Coding Horror

programming and human factors

Be Good at Your Job

One conclusion is clear, anyone who thinks that onshore developers will triumph because they are more skilled is very wrong. We've found that we can hire just as talented developers in India as we can in North America and Europe. -- Martin Fowler

I'm actually so excited [about offshoring] that I've already put my current job in a box, taken it to the post office, and shipped it to Southeast Asia myself! Good riddance, stupid high-paying tech job! -- Rory Blyth

The company where I work-- a rather large pharmaceutical company-- is aggressively pursuing offshoring. The two largest projects in our department, the projects we worked on exclusvely for the last three years, are actively going through "knowledge transfer" with Satyam right now.

At first, I was incredulous. These are not your typical "this code is so boring, I'd pay Indians myself to write it" offshored applications. These are .NET Smart Client applications we just finished rewriting (from ASP.NET and classic ASP/COM, respectively). We were still working out kinks in the architecture not even 4 months ago.

Then I was just plain angry. What we were offshoring didn't make sense. It wasn't rote, by the numbers code; I couldn't even remember a time we had actually been in "maintenance" on these applications. They were in a constant state of active development and rearchitecture, at least as long as I had worked there. And that got me thinking:

(number of developers and managers) X (avg monthly employee rate) x (36 months) / (number of users)
That is one scary number. Adding insult to injury, at large companies it's nearly impossible to tell how much difference your software makes-- do people even use it? Did it help our bottom line? Who knows! We sell drugs, not software. And although I'm still very proud of the code we've written (ask me about anything Smart Client), at the macro level-- our software doesn't make any financial sense.

So I began to let go. Though I may not be directly responsible, we're all participants, willing or not, in the same disturbing offshoring trend. This is something I find very troubling. I love computers; I love writing code. I hate to think of my livelihood reduced to something so disposable that it can be done for a fraction of the cost by cut-rate vendors halfway across the world. How am I supposed to feel about that?

And yet, that is exactly what is happening. I tell myself it's another fad, but there's a persistent, nagging doubt that I just can't shake. It's more than a little ironic that one of the first books I read when starting my career as a professional programmer in 1993 was Ed Yourdon's Decline And Fall of the American Programmer. At the time, I couldn't believe the crap Yourdon was writing. I was so disgusted with this book's preposterous prediction..

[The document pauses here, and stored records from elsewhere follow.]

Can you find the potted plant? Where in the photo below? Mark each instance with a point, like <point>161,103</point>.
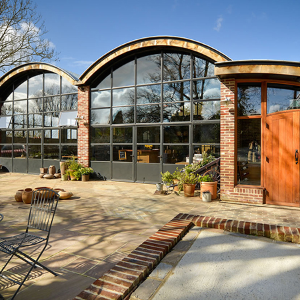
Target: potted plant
<point>85,173</point>
<point>208,184</point>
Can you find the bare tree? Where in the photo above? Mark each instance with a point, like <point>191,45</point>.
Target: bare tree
<point>22,34</point>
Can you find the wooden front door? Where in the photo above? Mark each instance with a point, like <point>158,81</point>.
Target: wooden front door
<point>282,146</point>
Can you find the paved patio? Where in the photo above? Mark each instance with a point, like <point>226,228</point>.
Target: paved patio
<point>102,224</point>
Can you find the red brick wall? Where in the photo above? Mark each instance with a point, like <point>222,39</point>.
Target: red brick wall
<point>84,128</point>
<point>229,191</point>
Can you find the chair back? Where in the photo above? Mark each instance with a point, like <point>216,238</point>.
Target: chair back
<point>42,210</point>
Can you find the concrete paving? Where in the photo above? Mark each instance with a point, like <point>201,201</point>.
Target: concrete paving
<point>221,265</point>
<point>101,224</point>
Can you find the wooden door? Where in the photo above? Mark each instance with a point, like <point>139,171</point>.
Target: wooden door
<point>281,173</point>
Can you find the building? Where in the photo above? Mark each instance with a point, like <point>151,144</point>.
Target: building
<point>153,105</point>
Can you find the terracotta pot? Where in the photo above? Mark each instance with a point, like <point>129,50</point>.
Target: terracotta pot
<point>210,187</point>
<point>18,195</point>
<point>189,190</point>
<point>27,195</point>
<point>85,177</point>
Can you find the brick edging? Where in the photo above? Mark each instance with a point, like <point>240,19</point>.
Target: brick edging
<point>119,281</point>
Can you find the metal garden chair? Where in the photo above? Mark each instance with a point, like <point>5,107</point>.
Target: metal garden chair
<point>42,211</point>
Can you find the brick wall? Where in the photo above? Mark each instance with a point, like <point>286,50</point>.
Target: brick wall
<point>84,128</point>
<point>230,192</point>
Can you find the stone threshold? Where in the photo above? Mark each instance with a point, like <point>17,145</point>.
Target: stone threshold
<point>120,281</point>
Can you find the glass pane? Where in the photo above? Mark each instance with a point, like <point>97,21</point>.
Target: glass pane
<point>35,136</point>
<point>6,109</point>
<point>52,84</point>
<point>100,153</point>
<point>35,105</point>
<point>177,91</point>
<point>176,112</point>
<point>148,154</point>
<point>148,94</point>
<point>68,135</point>
<point>100,116</point>
<point>51,152</point>
<point>148,135</point>
<point>149,69</point>
<point>124,75</point>
<point>148,113</point>
<point>20,107</point>
<point>207,110</point>
<point>5,137</point>
<point>68,151</point>
<point>176,66</point>
<point>202,68</point>
<point>178,155</point>
<point>176,134</point>
<point>21,91</point>
<point>67,87</point>
<point>34,151</point>
<point>249,151</point>
<point>36,86</point>
<point>207,133</point>
<point>122,153</point>
<point>249,99</point>
<point>100,135</point>
<point>51,136</point>
<point>123,115</point>
<point>35,120</point>
<point>100,99</point>
<point>282,97</point>
<point>123,97</point>
<point>122,134</point>
<point>69,102</point>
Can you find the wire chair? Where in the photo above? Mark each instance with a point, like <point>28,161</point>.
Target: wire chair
<point>41,214</point>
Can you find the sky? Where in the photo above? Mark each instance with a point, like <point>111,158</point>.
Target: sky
<point>83,31</point>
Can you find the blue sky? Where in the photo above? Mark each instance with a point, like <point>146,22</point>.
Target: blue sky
<point>83,31</point>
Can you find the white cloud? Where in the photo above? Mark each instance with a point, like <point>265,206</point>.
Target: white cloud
<point>219,24</point>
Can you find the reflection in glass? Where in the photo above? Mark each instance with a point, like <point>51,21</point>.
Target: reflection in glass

According to Edward Yourdon, software development may soon move out of the U.S. into software factories in a dozen countries unless U.S. software organizations exploit the key software technologies examined in this new publication.
.. that I actually threw it away, something I rarely do. Yourdon was just ten years ahead of his time. All it takes is ten years of the Internet to bring the Indians to us. And why even get mad at the Indians? They were just lucky enough to be populous and know English, courtesy of a hundred years of British rule. In time it'll be the Vietnamese, or the Eastern Europeans, and the list goes on. You might as well get angry at the Internet, or the sky, or I don't know, Jesus Himself. What's the point? It's absolutely inevitable that given a sophisticated enough worldwide communications infrastructure, we will begin competing with a people all of the world for the same jobs. And while I'm at it, what is so special about programmers? We're not special (well, except for the way a guy with a high school diploma can magically make $80k/year, but I digress). Any job that can potentially be done without physically touching something is at risk. And isn't that the very definition of "knowledge worker"? Whether you are an accountant, an engineer, or a programmer, you're still working in the realm of pure knowledge, manipulating bits in a ledger, in a CAD drawing, in a compiler. You Are At Risk.

So what can I do? What can any of us do? I've done a lot of soul searching, and the answer is very close to home: Be Good At Your Job. We all need to get off our asses, and start taking our skills to the next level. It's OK to make twice as much as an Indian programmer if you're twice as productive. The downside is, the gravy train is over: this is extra work. And no, I don't mean that "maybe if I work 'til 3am every day and drink a six-pack of Red Bull" macho BS kind of work. The best treatment I've found is the Pragmatic Programmer presentation, How To Keep Your Job, where they equate your professional development with your investment portfolio, and apply the same proven rules: diversify, have a plan, be active, look for value, etcetera. Fantastic advice that I will be taking to heart-- and so should you. We dug this hole for ourselves through complacency; now it's time to start digging ourselves out by treating our jobs like an actual engineering profession instead of a license to print money.

One upside of working at a large company, even if they are offshoring the hell out of our livelihood: I was able to convince our group to get Andy Hunt himself to give the How To Keep Your Job talk to our group. Good stuff.